Hayden was placed on the active/physically unable to perform list by the Jaguars at the start of training camp on August 1, 2020, and was moved back to the active roster three days later. He was placed on injured reserve on October 7, 2020, after suffering a hamstring injury in Week 4. He was activated on November 21, 2020, but placed back on injured reserve three days later after re-injuring his hamstring.

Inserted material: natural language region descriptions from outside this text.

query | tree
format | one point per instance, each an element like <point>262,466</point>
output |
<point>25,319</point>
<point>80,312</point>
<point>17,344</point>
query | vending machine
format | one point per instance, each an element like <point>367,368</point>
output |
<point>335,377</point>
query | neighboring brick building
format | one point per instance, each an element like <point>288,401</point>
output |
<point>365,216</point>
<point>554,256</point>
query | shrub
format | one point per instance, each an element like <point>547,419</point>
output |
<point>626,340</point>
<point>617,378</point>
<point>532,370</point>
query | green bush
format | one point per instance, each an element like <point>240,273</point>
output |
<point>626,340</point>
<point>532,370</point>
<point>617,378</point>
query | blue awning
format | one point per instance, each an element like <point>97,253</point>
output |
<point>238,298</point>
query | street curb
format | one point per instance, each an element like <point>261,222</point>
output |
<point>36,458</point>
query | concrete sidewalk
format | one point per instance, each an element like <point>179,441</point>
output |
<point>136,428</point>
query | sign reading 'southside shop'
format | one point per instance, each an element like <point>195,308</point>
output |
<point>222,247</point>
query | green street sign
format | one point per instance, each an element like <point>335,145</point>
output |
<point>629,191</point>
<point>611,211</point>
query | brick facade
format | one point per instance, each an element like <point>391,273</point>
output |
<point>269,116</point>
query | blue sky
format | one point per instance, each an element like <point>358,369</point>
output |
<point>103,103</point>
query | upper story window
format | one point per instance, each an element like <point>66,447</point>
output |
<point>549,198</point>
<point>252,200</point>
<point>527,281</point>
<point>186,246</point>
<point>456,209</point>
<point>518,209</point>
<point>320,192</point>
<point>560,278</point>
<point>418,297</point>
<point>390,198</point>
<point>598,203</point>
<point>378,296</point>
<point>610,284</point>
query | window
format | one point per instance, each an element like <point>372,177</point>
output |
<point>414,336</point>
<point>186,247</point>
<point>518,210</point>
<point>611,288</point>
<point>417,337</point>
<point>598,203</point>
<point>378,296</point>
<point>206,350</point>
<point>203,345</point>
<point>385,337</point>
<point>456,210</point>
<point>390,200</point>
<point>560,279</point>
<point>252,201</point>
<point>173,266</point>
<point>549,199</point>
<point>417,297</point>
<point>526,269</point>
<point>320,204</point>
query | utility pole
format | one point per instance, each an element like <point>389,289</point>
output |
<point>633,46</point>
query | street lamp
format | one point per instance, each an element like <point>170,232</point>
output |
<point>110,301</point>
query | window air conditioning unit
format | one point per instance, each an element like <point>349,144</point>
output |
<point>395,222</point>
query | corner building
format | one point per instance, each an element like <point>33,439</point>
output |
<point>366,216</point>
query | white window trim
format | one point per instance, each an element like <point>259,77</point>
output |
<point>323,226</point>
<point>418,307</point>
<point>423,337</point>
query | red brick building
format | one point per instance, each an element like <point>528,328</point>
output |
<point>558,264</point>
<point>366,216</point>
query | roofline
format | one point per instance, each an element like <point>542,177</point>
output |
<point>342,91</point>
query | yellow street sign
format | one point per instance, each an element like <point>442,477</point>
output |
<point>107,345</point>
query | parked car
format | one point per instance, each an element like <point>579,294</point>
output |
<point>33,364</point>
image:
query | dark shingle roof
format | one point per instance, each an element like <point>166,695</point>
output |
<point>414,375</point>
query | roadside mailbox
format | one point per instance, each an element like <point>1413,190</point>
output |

=== Washington Football Team ===
On December 18, 2021, Hayden signed with the Washington Football Team's practice squad. He signed a reserve/future contract with Washington on January 19, 2022, but was released on April 8, 2022.

==Career statistics==
===NFL===

Year: Team; Games; Tackles; Interceptions; Fumbles
GP: GS; Cmb; Solo; Ast; Sck; Int; Yds; Avg; Lng; TD; PD; FF; FR; Yds; TD
2013: OAK; 8; 2; 25; 22; 3; 0.0; 1; 0; 0.0; 0; 0; 2; 1; 0; 0; 0
2014: OAK; 10; 8; 47; 42; 5; 0.0; 1; -1; -1.0; -1; 0; 10; 0; 0; 0; 0
2015: OAK; 16; 13; 70; 64; 6; 1.0; 1; 1; 1.0; 1; 0; 8; 1; 0; 0; 0
2016: OAK; 11; 2; 37; 32; 5; 0.0; 0; 0; 0.0; 0; 0; 6; 1; 0; 0; 0
2017: DET; 16; 1; 44; 36; 8; 0.5; 0; 0; 0.0; 0; 0; 9; 0; 2; 27; 1
2018: JAX; 10; 6; 46; 39; 7; 1.0; 1; 10; 10.0; 10; 0; 4; 0; 0; 0; 0
2019: JAX; 15; 8; 41; 32; 9; 2.0; 0; 0; 0.0; 0; 0; 6; 1; 1; 0; 0
2020: JAX; 5; 1; 18; 15; 3; 0.0; 0; 0; 0.0; 0; 0; 1; 0; 0; 0; 0
2021: WAS; 1; 0; 0; 0; 0; 0.0; 0; 0; 0.0; 0; 0; 0; 0; 0; 0; 0
Career: 92; 41; 328; 282; 46; 4.5; 4; 10; 2.5; 10; 0; 46; 4; 2; 27; 1

===College===

| Season | GP | Tackles |  |  |  | Interceptions |  |  |  | Fumbles |  |
| Solo | Ast | Cmb | Sck | Int | Yds | TD | PD | FR | FF |
| 2011 | 13 | 52 | 14 | 66 | 1.0 | 2 | 58 | 1 | 13 | 2 | 5 |
| 2012 | 9 | 38 | 23 | 61 | 0.0 | 4 | 171 | 2 | 12 | 1 | 1 |
| Career | 22 | 90 | 37 | 127 | 1.0 | 6 | 229 | 3 | 25 | 3 | 6 |

==Death==
Hayden died as a result of a traffic collision in Houston, on November 11, 2023, at the age of 33. He and two former University of Houston players were among six fatalities when a car ran a red light at 2:00 am local time and struck the SUV in which Hayden was a passenger.